Quantcast

[Proposal] Speculative execution of function calls

classic Classic list List threaded Threaded
6 messages Options
Reply | Threaded
Open this post in threaded view
|  
Report Content as Inappropriate

[Proposal] Speculative execution of function calls

Kuperstein, Michael M

Hello,

 

Chris requested I start a fresh discussion on this, so, here goes. The previous iterations can be found here (and in follow-ups):

 

http://lists.cs.uiuc.edu/pipermail/llvm-commits/Week-of-Mon-20130722/182590.html

http://lists.cs.uiuc.edu/pipermail/llvmdev/2013-July/064047.html

 

Cutting to the chase, the goal is to enhance llvm::isSafeToSpeculativelyExecute() to support call instructions.

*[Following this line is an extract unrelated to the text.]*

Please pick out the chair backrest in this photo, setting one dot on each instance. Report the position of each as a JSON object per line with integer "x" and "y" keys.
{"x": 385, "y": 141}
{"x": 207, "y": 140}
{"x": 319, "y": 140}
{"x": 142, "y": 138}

isSafeToSpeculativelyExecute() is a query that, basically, determines whether it is safe to move an instruction that is executed conditionally into an unconditional context. One common use-case is hoisting loop-invariant instructions out of loops, during loop-invariant code motion.

For example:

 

int foo(int a, int b, int n)

{

  int sum = 0;

  for(int i = 0; i < n; ++i)

 {

    int temp = a + b;

    sum += temp;

  }

}

 

Can be transformed into:

 

int foo(int a, int b, int n)

{

  int sum = 0;

  int temp = a + b;

  for(int i = 0; i < n; ++i)

 {

    sum += temp;

  }

}

 

Because hoisting the addition is safe.

However, code that looks like this is more problematic:

 

int bar(int a);

 

int foo(int n)

{

  int sum = 0;

  for(int i = 0; i < n; ++i)

 {

    int temp = bar(n);

    sum += temp;

  }

}

 

May not, in general, be transformed into

int foo_bad(int n)

{

  int sum = 0;

  int temp = bar(n);

  for(int i = 0; i < n; ++i)

 {

    sum += temp;

  }

}

 

The first issue is that bar() may have side effects, in which case this transformation is clearly unsafe.

Unfortunately, even if bar() is marked “readnone, nounwind”, this is still not a safe transformation. The problem is that the loop is not guaranteed to have even a single iteration, and even readnone functions may not always be safe to call.

So, if bar() is defined like this:

 

int bar(int a)

{

  while(a != 0) {}

  return a;

}

 

Then foo(0) is safe, but foo_bad(0) is an infinite loop.

 

Similarly, if bar() is defined as:

int bar(int a)

{

  return 1000 / a;

}

 

Then foo(0) is safe, but foo_bad(0) has undefined behavior.

 

Unfortunately, right now, there is no way to specify that a function call IS safe to execute under any circumstances. Because of this, llvm::isSafeToSpeculativelyExecute() simply returns false for all Call instructions, except calls to some intrinsics which are special-cased, and are hard-coded into the function.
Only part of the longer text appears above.